La strategia contro la "shadow fleet"

L’obiettivo dichiarato delle forze ucraine, che attraverso il Servizio di sicurezza (Sbu) hanno rivendicato la responsabilità degli attacchi, è colpire sistematicamente la rete di contrabbando del greggio. Questa rete, che si avvale di navi spesso registrate sotto bandiere di comodo e gestite da società opache, è stata costituita dalla Russia per eludere le sanzioni occidentali sul petrolio, garantendo così un flusso continuo di risorse per finanziare lo sforzo bellico. L’operazione, attribuita al "Gruppo 13" delle forze speciali, si inserisce in una campagna più ampia volta a interrompere questo vitale canale economico, prendendo di mira non solo le infrastrutture portuali ma anche le unità mercantili in transito nelle acque internazionali. Le immagini diffuse dai servizi segreti ucraini, che mostrano il momento dell’impatto dei droni, sottolineano la precisione e l’audacia di queste missioni, condotte a centinaia di miglia dalla costa controllata da Kiev.

La tensione nelle acque turche

Gli sviluppi hanno inevitabilmente innalzato il livello di tensione nel bacino del Mar Nero, un’area di cruciale importanza strategica per i commerci globali. Le autorità di Ankara, che hanno monitorato da vicino gli incidenti, hanno diffuso un comunicato nel quale segnalavano anche un attacco a una terza nave, la Midvolga-2. Quest’ultima, diretta in Georgia con un carico di olio di semi di girasole proveniente dalla Russia, è stata colpita a circa ottanta miglia dalla costa turca, un episodio che evidenzia come il teatro delle operazioni si stia estendendo. La posizione della Turchia, garante degli accordi sul grano e attenta custode degli stretti sotto la convenzione di Montreux, è particolarmente delicata, poiché il presidente Recep Tayyip Erdogan teme un’escalation che potrebbe destabilizzare ulteriormente la regione e intralciare la navigazione commerciale.
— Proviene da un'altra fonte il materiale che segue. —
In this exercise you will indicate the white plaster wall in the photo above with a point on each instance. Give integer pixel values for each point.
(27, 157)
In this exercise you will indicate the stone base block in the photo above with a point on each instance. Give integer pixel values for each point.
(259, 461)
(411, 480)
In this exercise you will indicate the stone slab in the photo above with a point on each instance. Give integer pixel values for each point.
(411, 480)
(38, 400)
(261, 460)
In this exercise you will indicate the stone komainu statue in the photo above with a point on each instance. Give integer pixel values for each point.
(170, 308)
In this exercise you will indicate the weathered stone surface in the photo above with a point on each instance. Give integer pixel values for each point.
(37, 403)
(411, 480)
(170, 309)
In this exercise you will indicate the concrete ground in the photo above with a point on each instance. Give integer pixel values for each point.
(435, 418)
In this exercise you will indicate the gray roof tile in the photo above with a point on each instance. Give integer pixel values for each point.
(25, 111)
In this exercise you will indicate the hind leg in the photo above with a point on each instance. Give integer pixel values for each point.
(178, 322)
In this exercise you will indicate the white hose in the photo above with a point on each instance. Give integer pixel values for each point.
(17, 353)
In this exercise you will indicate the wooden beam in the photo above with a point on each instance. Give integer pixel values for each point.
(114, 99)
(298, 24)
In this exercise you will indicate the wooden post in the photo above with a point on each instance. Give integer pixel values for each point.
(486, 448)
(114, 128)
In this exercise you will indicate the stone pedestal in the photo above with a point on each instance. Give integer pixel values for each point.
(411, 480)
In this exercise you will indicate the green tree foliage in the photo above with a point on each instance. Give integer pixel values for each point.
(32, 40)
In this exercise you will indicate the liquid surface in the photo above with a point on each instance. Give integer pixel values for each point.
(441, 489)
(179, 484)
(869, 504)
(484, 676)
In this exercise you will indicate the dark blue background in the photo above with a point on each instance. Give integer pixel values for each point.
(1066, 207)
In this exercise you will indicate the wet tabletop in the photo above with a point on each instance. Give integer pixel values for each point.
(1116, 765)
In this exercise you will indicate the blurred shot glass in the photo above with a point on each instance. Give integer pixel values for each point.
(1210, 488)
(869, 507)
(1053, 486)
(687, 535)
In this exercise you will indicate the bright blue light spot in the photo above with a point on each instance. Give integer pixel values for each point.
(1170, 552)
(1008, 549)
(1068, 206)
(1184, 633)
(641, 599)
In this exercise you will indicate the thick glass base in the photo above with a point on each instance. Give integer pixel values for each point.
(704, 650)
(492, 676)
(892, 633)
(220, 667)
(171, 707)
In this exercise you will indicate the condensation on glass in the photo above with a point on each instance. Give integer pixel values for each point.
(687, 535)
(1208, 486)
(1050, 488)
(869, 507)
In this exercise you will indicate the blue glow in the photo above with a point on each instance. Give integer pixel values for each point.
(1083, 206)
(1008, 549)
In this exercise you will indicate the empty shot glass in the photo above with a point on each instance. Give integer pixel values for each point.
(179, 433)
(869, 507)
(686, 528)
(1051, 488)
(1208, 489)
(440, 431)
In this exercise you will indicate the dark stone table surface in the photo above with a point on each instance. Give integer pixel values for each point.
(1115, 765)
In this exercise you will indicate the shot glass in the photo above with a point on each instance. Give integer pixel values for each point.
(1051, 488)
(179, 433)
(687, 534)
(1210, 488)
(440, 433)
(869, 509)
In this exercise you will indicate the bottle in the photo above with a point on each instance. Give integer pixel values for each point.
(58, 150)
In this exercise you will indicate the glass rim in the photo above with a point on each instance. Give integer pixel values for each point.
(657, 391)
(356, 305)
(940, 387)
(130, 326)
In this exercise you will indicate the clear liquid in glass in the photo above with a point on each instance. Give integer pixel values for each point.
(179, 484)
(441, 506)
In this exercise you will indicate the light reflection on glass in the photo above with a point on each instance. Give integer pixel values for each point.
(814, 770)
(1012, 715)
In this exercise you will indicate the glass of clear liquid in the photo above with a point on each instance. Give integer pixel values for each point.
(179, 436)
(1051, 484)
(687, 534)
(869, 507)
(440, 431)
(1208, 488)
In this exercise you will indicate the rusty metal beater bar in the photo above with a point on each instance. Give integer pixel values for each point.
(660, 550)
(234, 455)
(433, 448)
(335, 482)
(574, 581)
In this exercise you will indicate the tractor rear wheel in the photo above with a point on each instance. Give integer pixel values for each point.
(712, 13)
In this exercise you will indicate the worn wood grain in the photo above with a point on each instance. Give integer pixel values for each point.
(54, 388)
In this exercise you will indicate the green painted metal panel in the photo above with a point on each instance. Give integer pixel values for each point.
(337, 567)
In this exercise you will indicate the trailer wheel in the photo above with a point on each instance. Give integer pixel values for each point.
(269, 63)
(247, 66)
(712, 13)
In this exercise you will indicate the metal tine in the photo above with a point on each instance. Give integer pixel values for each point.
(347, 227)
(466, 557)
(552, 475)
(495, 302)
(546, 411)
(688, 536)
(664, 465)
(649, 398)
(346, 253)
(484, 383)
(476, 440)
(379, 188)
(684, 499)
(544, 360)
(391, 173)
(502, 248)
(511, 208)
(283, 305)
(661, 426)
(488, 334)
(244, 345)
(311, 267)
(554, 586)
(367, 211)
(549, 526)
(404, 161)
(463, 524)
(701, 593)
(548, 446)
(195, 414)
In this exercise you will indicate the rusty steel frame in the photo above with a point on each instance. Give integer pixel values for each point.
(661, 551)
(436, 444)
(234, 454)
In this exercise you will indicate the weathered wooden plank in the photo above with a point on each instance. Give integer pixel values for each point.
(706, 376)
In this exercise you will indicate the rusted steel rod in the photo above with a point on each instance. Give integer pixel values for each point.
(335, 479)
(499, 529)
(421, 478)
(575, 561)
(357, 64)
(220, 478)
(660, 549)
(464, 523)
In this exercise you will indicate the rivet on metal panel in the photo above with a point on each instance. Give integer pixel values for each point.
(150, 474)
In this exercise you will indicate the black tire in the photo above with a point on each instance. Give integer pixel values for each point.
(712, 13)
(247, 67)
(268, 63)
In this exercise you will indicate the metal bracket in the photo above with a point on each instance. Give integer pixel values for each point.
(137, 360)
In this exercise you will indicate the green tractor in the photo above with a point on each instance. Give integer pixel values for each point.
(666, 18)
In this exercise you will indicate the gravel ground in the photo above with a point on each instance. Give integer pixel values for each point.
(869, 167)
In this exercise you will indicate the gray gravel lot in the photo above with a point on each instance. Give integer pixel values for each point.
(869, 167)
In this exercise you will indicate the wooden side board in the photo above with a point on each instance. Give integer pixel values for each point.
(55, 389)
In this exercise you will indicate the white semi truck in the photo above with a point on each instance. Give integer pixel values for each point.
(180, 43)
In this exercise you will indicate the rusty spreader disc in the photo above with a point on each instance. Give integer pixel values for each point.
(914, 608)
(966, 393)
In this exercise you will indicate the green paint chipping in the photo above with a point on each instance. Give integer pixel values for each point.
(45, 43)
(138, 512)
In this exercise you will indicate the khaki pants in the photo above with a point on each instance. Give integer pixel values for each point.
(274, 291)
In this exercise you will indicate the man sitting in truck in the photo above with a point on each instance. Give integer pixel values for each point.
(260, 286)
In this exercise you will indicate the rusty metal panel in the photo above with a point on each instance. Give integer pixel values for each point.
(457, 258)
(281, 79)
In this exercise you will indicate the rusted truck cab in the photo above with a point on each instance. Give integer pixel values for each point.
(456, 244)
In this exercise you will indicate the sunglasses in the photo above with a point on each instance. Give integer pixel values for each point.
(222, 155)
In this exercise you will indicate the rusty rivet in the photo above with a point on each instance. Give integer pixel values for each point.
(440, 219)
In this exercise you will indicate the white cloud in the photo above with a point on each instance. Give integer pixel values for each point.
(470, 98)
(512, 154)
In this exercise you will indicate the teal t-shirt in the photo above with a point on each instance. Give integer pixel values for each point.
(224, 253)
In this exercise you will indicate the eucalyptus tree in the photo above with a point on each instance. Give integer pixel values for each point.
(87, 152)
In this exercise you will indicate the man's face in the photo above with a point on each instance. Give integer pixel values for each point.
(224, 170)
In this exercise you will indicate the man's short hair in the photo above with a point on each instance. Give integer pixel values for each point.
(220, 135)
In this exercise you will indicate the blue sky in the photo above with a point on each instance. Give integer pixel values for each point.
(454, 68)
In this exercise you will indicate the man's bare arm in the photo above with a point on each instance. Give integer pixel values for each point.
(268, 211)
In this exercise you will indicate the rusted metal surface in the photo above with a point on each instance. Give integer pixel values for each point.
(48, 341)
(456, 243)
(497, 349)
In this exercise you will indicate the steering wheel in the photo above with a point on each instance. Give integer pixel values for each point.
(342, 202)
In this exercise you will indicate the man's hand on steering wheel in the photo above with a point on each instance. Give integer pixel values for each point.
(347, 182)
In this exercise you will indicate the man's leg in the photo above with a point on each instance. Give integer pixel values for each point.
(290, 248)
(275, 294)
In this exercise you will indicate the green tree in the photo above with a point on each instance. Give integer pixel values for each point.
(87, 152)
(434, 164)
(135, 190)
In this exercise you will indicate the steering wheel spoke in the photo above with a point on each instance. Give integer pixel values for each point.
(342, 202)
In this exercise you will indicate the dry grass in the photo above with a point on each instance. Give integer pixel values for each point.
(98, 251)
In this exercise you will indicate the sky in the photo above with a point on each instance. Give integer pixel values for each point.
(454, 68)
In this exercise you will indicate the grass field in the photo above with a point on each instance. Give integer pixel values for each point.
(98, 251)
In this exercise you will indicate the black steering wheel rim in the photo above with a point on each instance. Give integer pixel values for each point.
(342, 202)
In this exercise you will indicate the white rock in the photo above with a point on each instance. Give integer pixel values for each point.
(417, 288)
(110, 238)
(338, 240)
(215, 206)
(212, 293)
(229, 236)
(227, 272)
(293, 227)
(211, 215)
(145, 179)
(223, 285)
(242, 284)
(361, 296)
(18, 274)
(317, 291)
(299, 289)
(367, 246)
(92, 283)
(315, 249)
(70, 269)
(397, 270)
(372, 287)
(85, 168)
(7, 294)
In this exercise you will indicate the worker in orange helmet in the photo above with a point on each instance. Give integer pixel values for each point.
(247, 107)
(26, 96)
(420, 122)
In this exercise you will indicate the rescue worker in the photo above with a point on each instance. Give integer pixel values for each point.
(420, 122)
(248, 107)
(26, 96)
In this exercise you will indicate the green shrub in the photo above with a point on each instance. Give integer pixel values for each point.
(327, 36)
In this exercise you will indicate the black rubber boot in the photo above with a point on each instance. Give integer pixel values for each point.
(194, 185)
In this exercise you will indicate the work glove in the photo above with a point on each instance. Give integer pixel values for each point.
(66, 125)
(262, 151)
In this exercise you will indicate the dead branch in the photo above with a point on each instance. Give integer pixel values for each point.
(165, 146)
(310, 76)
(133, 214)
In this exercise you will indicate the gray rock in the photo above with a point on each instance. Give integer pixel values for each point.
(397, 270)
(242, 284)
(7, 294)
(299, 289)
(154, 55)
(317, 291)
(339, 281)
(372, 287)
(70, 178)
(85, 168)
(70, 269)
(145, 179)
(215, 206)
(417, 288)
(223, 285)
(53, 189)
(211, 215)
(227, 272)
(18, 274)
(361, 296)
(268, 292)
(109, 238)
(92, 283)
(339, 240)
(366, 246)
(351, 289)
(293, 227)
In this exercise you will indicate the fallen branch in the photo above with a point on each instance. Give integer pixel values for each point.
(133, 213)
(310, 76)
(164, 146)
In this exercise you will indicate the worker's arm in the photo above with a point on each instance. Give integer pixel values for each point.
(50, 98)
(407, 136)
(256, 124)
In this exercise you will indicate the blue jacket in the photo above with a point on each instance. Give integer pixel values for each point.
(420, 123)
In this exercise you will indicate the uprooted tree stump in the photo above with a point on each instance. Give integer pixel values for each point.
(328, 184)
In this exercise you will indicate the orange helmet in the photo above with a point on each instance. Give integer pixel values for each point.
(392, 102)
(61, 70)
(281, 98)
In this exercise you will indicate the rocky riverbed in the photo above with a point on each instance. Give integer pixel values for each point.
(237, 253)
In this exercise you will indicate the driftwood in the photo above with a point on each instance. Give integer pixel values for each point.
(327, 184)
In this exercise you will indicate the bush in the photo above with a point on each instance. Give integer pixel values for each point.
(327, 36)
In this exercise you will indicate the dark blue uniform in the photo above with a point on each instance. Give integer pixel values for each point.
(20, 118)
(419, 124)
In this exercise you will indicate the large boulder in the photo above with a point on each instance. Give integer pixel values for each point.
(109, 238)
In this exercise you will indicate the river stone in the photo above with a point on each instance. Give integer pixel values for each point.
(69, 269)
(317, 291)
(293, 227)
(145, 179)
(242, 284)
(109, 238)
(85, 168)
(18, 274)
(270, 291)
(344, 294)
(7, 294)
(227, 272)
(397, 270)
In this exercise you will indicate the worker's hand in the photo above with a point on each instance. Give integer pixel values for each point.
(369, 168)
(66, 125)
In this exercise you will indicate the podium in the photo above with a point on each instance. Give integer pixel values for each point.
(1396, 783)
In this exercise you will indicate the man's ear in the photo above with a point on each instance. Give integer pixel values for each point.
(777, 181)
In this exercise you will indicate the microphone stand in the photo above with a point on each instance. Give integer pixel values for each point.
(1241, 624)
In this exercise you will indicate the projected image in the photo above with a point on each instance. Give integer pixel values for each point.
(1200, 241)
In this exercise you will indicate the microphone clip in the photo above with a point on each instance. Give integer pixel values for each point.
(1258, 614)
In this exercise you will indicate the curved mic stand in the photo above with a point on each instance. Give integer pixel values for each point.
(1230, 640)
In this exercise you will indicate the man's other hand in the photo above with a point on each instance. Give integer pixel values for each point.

Un possibile terzo episodio in Africa occidentale

Oltre alle azioni nel Mar Nero, fonti di intelligence hanno segnalato un possibile terzo attacco avvenuto a migliaia di chilometri di distanza, al largo delle coste del Senegal, in Africa occidentale. Una nave, le cui caratteristiche la accomunerebbero alla flotta ombra russa, avrebbe imbarcato acqua in circostanze non del tutto chiare, suggerendo un danneggiamento subacqueo. Se confermato, questo episodio indicherebbe una notevole estensione del raggio d’azione e delle capacità proiettive delle forze ucraine, le quali sembrano intenzionate a perseguire i propri obiettivi strategici ben al di là del perimetro del conflitto immediato. La scelta di bersagli così distanti dimostra una pianificazione complessa e una volontà di colpire gli interessi economici avversari ovunque si trovino, sfruttando una rete informativa ormai consolidata.